Of course it is. Anyone who lives in the north east knows that. However, the Royal Geographical Society, which doesn't have the benefit of being Aberdonian, poses the question in its Discovering Britain walks guide, which features the landmark.

What makes Bennachie so special? It may not be the best-known of peaks or have as many visitors as Arthur's Seat in Edinburgh or Dumgoyne in the Campsie Fells, but it is a ben that inspires people to fall in love with it.

I know because I've seen it happen. I've been going up it since I was about five. I've picked bilberries on its slopes in summer, I've trudged up it through knee-high snow, I've been blasted by the wind at its summit; I even got married in its shadow. I feel pretty confident that this 1732ft mountain ("hill" really doesn't cover it) is at least as well-loved as any on this craggy island.

On a clear day, looking west towards Bennachie, the Cairngorms are like a set of crooked teeth in the distance but this single jagged peak stands alone like a sentry in flatter, more pastoral landscape, dominating the skyline. Like all good hills it has a very distinctive shape, gently sloping upwards, and while its lower skirts are clad in trees, its shoulders are covered in heather moor and topped with granite tors.

It's the sort of walk that seems to a child like a gruelling expedition (in my head, I was Frodo taking the ring to Mordor), but to an adult is an energetic but manageable hike.

Strictly speaking, the bit people know as Bennachie is only part of it. Bennachie is actually a long ridge of granite with seven taps, or tors, on the plateau. The one people often call Bennachie is Oxen Craig, while along a bit is Mither Tap.

There is a Pictish fort on Mither Tap, and Bennachie is said to be a possible site for the battle of Mons Graupius in 83AD, when the Caledonians unsuccessfully took on the formidable Roman Ninth Legion. The mountain was common land until the 1850s, when local landowners carved it up to exploit peat-cutting, grouse-shooting and rental incomes in what was known as "the Rape of Bennachie", but it is now mostly owned by the Forestry Commission.

The weather can be bad at the summit. A plane on military manoeuvres crashed on September 3, 1939, the day World War Two broke out, killing the pilot and gunner, who are thought to have been the first British casualties of the war.

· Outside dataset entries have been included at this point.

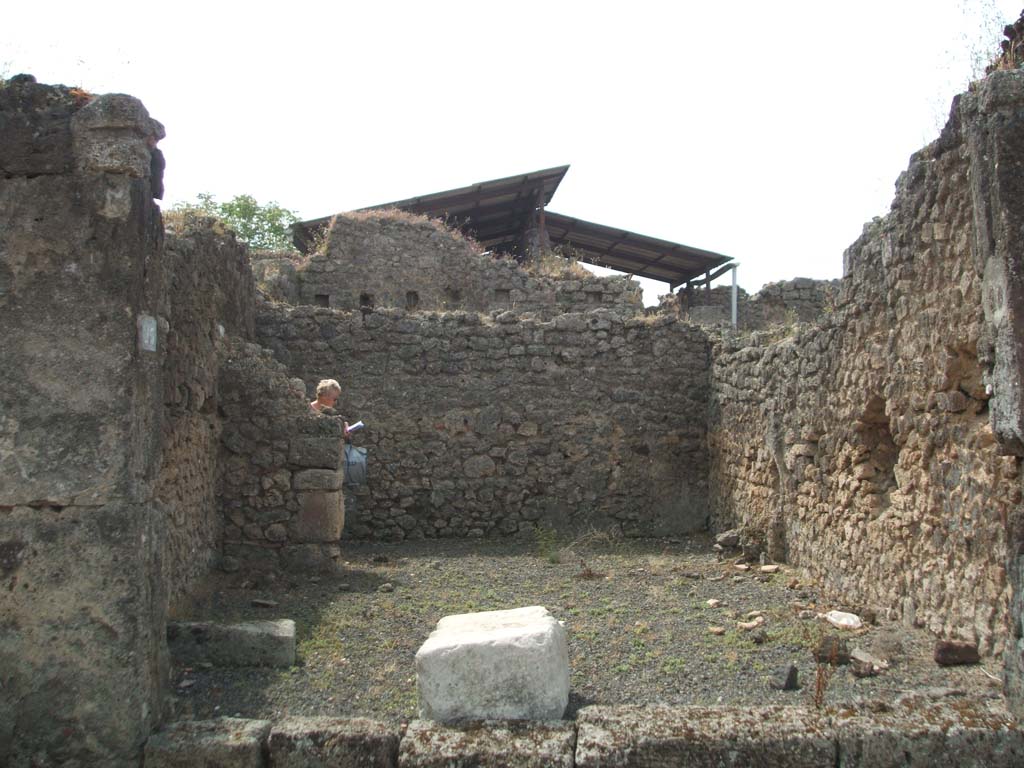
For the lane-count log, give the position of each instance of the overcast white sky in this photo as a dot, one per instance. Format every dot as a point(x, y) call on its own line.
point(769, 132)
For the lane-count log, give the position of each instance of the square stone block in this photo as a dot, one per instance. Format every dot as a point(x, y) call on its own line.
point(322, 516)
point(499, 665)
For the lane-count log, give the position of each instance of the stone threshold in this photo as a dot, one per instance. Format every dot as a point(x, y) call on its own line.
point(911, 731)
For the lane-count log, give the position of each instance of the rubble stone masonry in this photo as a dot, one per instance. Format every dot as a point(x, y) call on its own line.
point(864, 449)
point(488, 425)
point(394, 259)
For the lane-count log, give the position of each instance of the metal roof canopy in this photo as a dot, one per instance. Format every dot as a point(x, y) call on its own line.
point(628, 252)
point(498, 212)
point(495, 212)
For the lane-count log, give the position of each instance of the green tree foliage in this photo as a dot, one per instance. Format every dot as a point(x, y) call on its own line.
point(265, 226)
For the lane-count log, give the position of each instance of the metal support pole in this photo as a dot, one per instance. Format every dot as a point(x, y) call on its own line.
point(734, 295)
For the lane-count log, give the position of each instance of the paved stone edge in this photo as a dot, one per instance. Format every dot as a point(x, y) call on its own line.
point(975, 732)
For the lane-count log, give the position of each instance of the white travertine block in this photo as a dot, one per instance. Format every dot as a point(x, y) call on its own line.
point(499, 665)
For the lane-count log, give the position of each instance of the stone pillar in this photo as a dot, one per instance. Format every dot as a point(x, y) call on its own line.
point(992, 121)
point(82, 604)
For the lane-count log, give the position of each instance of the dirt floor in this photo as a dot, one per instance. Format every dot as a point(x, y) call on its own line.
point(637, 614)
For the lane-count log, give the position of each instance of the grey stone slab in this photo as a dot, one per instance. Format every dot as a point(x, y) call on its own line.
point(918, 732)
point(225, 742)
point(355, 742)
point(508, 665)
point(268, 643)
point(488, 744)
point(702, 736)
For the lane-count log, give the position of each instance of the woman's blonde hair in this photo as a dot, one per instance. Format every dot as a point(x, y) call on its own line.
point(328, 385)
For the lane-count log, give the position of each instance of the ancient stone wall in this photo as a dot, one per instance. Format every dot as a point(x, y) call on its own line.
point(208, 295)
point(785, 302)
point(394, 259)
point(863, 449)
point(281, 469)
point(82, 652)
point(488, 425)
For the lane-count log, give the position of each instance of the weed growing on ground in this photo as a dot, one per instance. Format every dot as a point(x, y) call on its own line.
point(547, 544)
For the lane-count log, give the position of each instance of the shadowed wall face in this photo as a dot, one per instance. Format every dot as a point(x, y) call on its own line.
point(81, 656)
point(492, 426)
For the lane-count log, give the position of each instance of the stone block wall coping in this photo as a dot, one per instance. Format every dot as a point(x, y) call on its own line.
point(943, 731)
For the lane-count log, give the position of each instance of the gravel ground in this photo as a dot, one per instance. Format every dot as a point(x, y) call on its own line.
point(636, 613)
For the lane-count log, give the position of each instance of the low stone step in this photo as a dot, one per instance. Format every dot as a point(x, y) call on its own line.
point(488, 744)
point(267, 643)
point(225, 742)
point(909, 732)
point(350, 742)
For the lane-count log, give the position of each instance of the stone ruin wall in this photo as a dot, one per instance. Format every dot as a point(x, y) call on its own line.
point(785, 302)
point(208, 297)
point(867, 449)
point(863, 449)
point(110, 435)
point(482, 425)
point(82, 653)
point(280, 467)
point(395, 259)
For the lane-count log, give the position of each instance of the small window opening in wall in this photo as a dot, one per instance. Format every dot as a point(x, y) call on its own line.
point(878, 471)
point(453, 297)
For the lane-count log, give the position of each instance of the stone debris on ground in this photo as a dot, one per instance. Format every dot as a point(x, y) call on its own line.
point(953, 652)
point(495, 665)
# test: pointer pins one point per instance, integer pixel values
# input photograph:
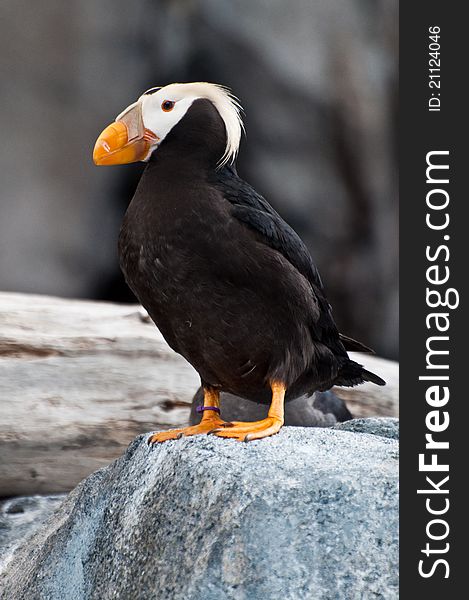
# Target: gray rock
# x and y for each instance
(382, 426)
(20, 517)
(309, 513)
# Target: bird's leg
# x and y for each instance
(259, 429)
(210, 420)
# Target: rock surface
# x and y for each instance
(20, 517)
(102, 374)
(376, 426)
(309, 513)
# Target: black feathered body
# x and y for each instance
(229, 284)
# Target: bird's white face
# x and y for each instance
(142, 126)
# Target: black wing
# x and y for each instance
(254, 211)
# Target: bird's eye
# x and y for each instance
(168, 105)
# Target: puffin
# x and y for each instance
(230, 285)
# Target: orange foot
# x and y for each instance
(204, 426)
(245, 432)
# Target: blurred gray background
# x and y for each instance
(317, 78)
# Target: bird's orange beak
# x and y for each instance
(124, 141)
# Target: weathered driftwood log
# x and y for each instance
(79, 379)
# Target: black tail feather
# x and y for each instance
(353, 345)
(352, 373)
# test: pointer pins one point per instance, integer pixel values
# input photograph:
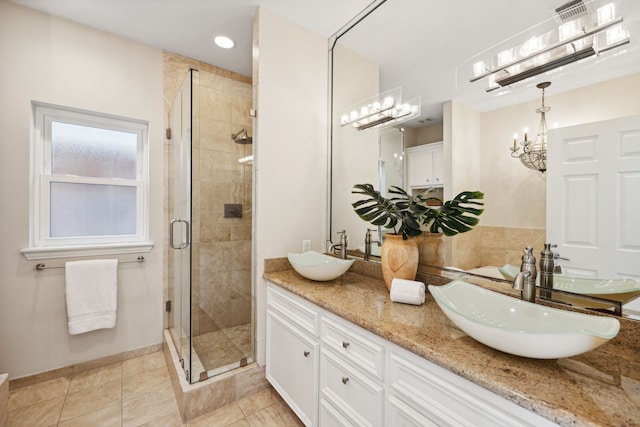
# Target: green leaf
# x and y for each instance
(406, 214)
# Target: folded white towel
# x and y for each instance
(407, 291)
(92, 294)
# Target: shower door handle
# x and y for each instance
(182, 245)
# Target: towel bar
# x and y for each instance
(41, 266)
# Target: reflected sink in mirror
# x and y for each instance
(375, 250)
(320, 267)
(581, 285)
(520, 327)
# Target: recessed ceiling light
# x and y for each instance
(224, 42)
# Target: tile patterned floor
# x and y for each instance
(223, 347)
(135, 392)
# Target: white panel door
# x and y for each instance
(593, 197)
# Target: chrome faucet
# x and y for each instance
(525, 280)
(557, 268)
(340, 248)
(547, 266)
(523, 285)
(367, 244)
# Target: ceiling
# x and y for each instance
(423, 46)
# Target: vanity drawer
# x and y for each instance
(430, 395)
(354, 346)
(299, 314)
(358, 397)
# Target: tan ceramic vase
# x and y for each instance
(399, 258)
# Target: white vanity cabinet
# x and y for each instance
(424, 165)
(352, 377)
(293, 353)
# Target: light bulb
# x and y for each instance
(606, 13)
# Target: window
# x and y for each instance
(89, 183)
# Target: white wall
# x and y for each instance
(520, 193)
(51, 60)
(290, 139)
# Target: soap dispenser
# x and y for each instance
(529, 265)
(547, 266)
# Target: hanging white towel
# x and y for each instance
(92, 294)
(407, 291)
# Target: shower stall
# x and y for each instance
(210, 301)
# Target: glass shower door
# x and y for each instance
(180, 223)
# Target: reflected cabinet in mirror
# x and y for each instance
(463, 134)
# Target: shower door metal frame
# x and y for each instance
(180, 221)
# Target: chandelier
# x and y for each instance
(534, 153)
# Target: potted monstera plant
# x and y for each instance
(406, 215)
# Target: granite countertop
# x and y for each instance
(597, 388)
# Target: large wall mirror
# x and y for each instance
(430, 51)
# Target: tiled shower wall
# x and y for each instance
(221, 247)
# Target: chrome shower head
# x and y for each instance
(242, 137)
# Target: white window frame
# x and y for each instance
(41, 244)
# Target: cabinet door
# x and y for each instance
(354, 393)
(292, 366)
(419, 164)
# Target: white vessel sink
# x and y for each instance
(581, 285)
(520, 327)
(595, 286)
(316, 266)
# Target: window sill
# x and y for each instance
(32, 254)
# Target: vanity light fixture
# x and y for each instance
(224, 42)
(382, 110)
(534, 153)
(582, 32)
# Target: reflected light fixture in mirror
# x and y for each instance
(534, 153)
(580, 30)
(382, 110)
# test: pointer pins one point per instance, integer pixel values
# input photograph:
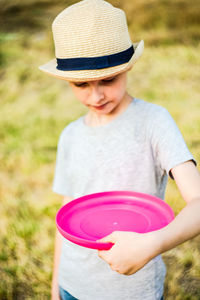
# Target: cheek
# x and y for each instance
(81, 95)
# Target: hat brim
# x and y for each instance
(83, 75)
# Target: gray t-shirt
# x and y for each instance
(134, 152)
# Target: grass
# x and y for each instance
(34, 108)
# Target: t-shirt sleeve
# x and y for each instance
(60, 182)
(168, 143)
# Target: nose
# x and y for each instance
(97, 94)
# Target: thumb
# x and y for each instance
(108, 239)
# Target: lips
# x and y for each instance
(100, 106)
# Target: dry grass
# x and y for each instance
(34, 110)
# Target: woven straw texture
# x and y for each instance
(90, 28)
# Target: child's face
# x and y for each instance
(101, 96)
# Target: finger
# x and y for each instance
(109, 238)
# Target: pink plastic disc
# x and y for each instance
(85, 220)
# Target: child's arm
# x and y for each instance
(57, 251)
(132, 251)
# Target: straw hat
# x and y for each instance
(91, 42)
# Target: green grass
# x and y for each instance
(34, 108)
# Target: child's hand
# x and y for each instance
(130, 252)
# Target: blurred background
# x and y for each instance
(34, 108)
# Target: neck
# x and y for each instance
(94, 119)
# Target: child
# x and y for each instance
(122, 143)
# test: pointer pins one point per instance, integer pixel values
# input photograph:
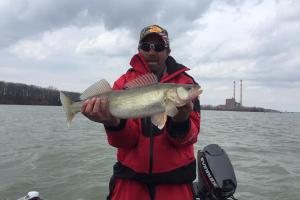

On our wedding day, the haar rolled in. My dad spun an elaborate yarn in his speech about the tradition of walking up the mountain the day after your wedding. If you came back hand in hand you were destined for a happy union, if only one partner came back the omens weren't good and if you came back one behind the other complaining of sore feet? That would be a normal marriage. We didn't waken till lunchtime, so don't know how our story will go, but it will feature Bennachie.